After Passover and Hanukkah, Thanksgiving is perhaps the holiday most observed by American Jews. It makes sense for a number of reasons, and not only because we Jews can’t pass up an excuse for a good meal.

Thanksgiving, as in giving thanks, is a very Jewish thing to do. According to tradition, Jews are to give thanks 100 times each day. We are to give thanks before we eat, for having food, and after we eat, for having been able to have food. Each morning the traditional liturgy includes thank-yous for such simple acts as standing up and having the strength to get through the day. One more Jewish link is found in our Scripture: The initial Thanksgiving feast was probably based upon our fall thanksgiving festival of Sukkot (Tabernacles)

But I think there is more to the American Jewish observance of Thanksgiving than our predilection to thankfulness. I think it has a lot to do specifically with our appreciation for and celebration of being part of life in America.

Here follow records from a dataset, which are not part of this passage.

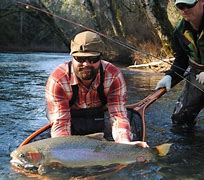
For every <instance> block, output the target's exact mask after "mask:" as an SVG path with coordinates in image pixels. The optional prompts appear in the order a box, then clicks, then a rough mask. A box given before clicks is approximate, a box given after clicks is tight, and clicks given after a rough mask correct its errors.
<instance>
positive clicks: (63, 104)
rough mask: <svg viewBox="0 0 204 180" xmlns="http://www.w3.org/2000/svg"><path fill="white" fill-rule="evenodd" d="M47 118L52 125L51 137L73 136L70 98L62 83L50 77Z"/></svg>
mask: <svg viewBox="0 0 204 180" xmlns="http://www.w3.org/2000/svg"><path fill="white" fill-rule="evenodd" d="M45 97H46V102H47V116H48V119H49V120H50V122H51V123H52V128H51V136H52V137H58V136H69V135H71V115H70V108H69V98H68V97H67V93H66V92H65V90H64V89H63V87H62V85H61V84H60V82H57V81H56V80H55V79H54V78H52V76H51V77H49V79H48V81H47V84H46V93H45Z"/></svg>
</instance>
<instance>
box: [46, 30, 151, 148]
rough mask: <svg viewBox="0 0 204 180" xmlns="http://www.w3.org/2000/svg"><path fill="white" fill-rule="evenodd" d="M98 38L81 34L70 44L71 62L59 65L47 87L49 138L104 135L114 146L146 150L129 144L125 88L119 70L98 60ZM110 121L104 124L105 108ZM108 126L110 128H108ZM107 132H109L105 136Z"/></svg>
mask: <svg viewBox="0 0 204 180" xmlns="http://www.w3.org/2000/svg"><path fill="white" fill-rule="evenodd" d="M102 52H103V42H102V40H101V38H100V36H99V35H97V34H96V33H93V32H91V31H84V32H81V33H79V34H77V35H76V36H75V38H74V39H73V40H72V41H71V53H70V54H71V55H72V60H71V61H70V62H65V63H64V64H61V65H59V66H58V67H57V68H56V69H55V70H54V71H53V72H52V74H51V75H50V77H49V78H48V81H47V85H46V100H47V111H48V118H49V120H50V121H51V123H52V124H53V125H52V128H51V136H52V137H59V136H70V135H86V134H91V133H96V132H104V134H105V137H107V136H108V134H111V135H112V138H113V140H114V141H115V142H118V143H125V144H133V145H134V144H137V145H139V146H142V147H148V145H147V144H146V142H141V141H132V142H131V131H130V123H129V120H128V118H127V110H126V107H125V104H126V96H127V91H126V84H125V81H124V78H123V75H122V73H121V72H120V70H119V68H117V67H116V66H114V65H113V64H111V63H109V62H107V61H104V60H102V59H101V55H102ZM106 105H107V107H108V112H109V115H110V118H108V121H109V122H108V123H107V122H105V120H104V106H106ZM108 125H109V126H110V128H108ZM107 129H110V131H111V132H109V133H107Z"/></svg>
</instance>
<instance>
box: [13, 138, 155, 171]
mask: <svg viewBox="0 0 204 180" xmlns="http://www.w3.org/2000/svg"><path fill="white" fill-rule="evenodd" d="M11 158H12V159H11V161H10V162H11V164H12V165H13V166H15V167H17V168H20V169H24V170H27V171H29V170H33V172H37V171H34V170H36V169H38V168H39V167H46V166H48V167H50V166H56V167H65V168H80V167H91V166H98V165H100V166H108V165H111V164H130V163H133V162H149V161H154V159H155V151H154V150H153V149H151V148H141V147H138V146H135V145H128V144H120V143H115V142H110V141H105V140H97V139H94V138H90V137H87V136H69V137H55V138H48V139H43V140H39V141H36V142H32V143H29V144H26V145H24V146H21V147H19V148H17V149H16V150H14V151H13V152H11Z"/></svg>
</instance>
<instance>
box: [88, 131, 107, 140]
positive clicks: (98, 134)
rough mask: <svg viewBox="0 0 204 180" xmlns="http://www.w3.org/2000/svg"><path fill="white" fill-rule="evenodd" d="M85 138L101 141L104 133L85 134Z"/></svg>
mask: <svg viewBox="0 0 204 180" xmlns="http://www.w3.org/2000/svg"><path fill="white" fill-rule="evenodd" d="M86 136H87V137H89V138H92V139H97V140H100V141H102V140H103V139H104V133H103V132H99V133H94V134H87V135H86Z"/></svg>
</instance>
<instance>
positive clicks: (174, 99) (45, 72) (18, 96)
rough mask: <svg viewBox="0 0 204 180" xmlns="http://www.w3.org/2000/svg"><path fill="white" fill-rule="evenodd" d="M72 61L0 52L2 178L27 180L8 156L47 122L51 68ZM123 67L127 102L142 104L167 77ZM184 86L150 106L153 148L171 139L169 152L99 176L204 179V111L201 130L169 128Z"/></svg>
mask: <svg viewBox="0 0 204 180" xmlns="http://www.w3.org/2000/svg"><path fill="white" fill-rule="evenodd" d="M68 59H69V56H68V55H67V54H61V53H31V54H21V53H0V82H1V83H0V103H1V104H0V119H1V121H0V136H1V138H0V144H1V146H0V179H18V180H21V179H28V178H27V177H26V176H25V175H22V174H19V173H18V172H16V171H14V170H13V169H12V168H11V166H10V163H9V161H10V156H9V155H10V152H11V151H13V150H14V149H15V148H17V147H18V145H19V144H20V143H21V142H22V141H23V140H24V139H25V138H26V137H28V136H29V135H30V134H31V133H33V132H34V131H35V130H37V129H39V128H40V127H42V126H43V125H45V124H46V123H47V122H48V121H47V119H46V116H45V101H44V87H45V83H46V80H47V78H48V76H49V74H50V72H51V71H52V70H54V68H55V67H56V66H57V65H58V64H60V63H63V62H64V61H66V60H68ZM120 68H121V70H122V72H123V73H124V76H125V79H126V83H127V87H128V102H129V103H135V102H138V101H140V100H141V99H143V98H144V97H145V96H147V95H148V94H150V93H152V92H153V91H154V87H155V85H156V82H157V81H158V80H159V79H160V78H161V77H162V76H163V75H162V74H159V73H154V72H143V71H134V70H129V69H128V68H126V67H120ZM181 88H182V83H180V84H179V85H177V86H176V87H175V88H173V89H172V90H171V91H170V92H168V93H167V94H165V95H164V96H162V97H161V98H160V99H158V100H157V101H156V102H154V103H153V104H151V105H150V107H148V108H147V110H146V113H145V115H146V126H147V138H146V140H147V142H148V143H149V145H150V146H152V147H153V146H155V145H158V144H162V143H166V142H169V143H173V145H172V148H171V150H170V152H169V154H168V155H167V156H165V157H162V158H158V159H157V161H156V162H151V163H145V164H136V163H135V164H131V165H130V166H127V167H126V168H124V169H122V170H120V171H117V172H111V173H109V174H107V173H106V175H104V174H103V173H102V174H101V175H99V177H98V178H100V179H203V177H204V161H203V159H204V154H203V149H204V112H201V113H200V114H199V116H198V118H197V119H198V128H197V129H196V131H195V132H194V133H193V134H191V135H189V134H184V133H180V134H177V133H175V132H172V131H171V120H170V116H171V113H172V110H173V107H174V103H175V101H176V99H177V97H178V95H179V92H180V90H181ZM127 153H128V152H127ZM75 174H76V173H75ZM77 176H80V173H78V175H77ZM29 179H41V178H40V177H32V178H31V177H30V178H29ZM48 179H56V178H52V177H50V178H48ZM59 179H68V178H65V177H64V176H63V178H62V177H61V178H59Z"/></svg>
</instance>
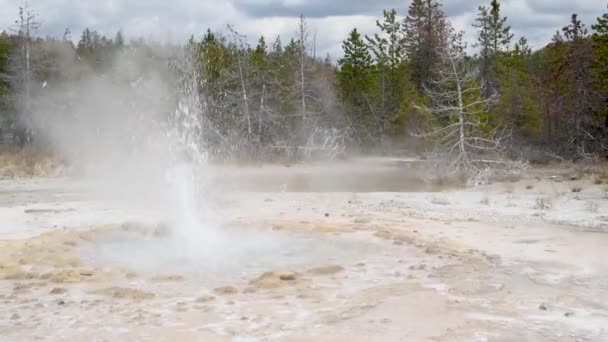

America has been good to the Jews. We have always lived here in relative safety. Our rights as a minority religion are protected by law and the Constitution’s Bill of Rights. Though we may have experienced anti-Semitism at times here, it is nothing compared to the anti-Semitism our grandparents or great-grandparents escaped from elsewhere.

Celebrating Thanksgiving, then, is part of affirming the American dream, in which peoples of all races, ethnicities and religions can have enjoy life, liberty and the pursuit of happiness. That is what real democracy, a democracy based on checks and balances and protection for minorities, is really about. While such a dream is not completely realized for all Americans, the potential for such a realization does exist.

As Jews, we know that such values cannot be realized or retained unless they are transmitted. Perhaps that is why the American Jewish Committee recently created a lovely Haggadah (a service of sorts) for Thanksgiving that includes the stories of many diverse peoples and a litany of thankfulness that includes being thankful we can express, and change our opinions (another place that Jewish and American values intersect).

Easily downloadable, the AJC Thanksgiving Haggadah can add meaning to a meal that all too often focuses either on the Turkey and fixings or on family tensions, thus redeeming the one holiday all Americans can truly share.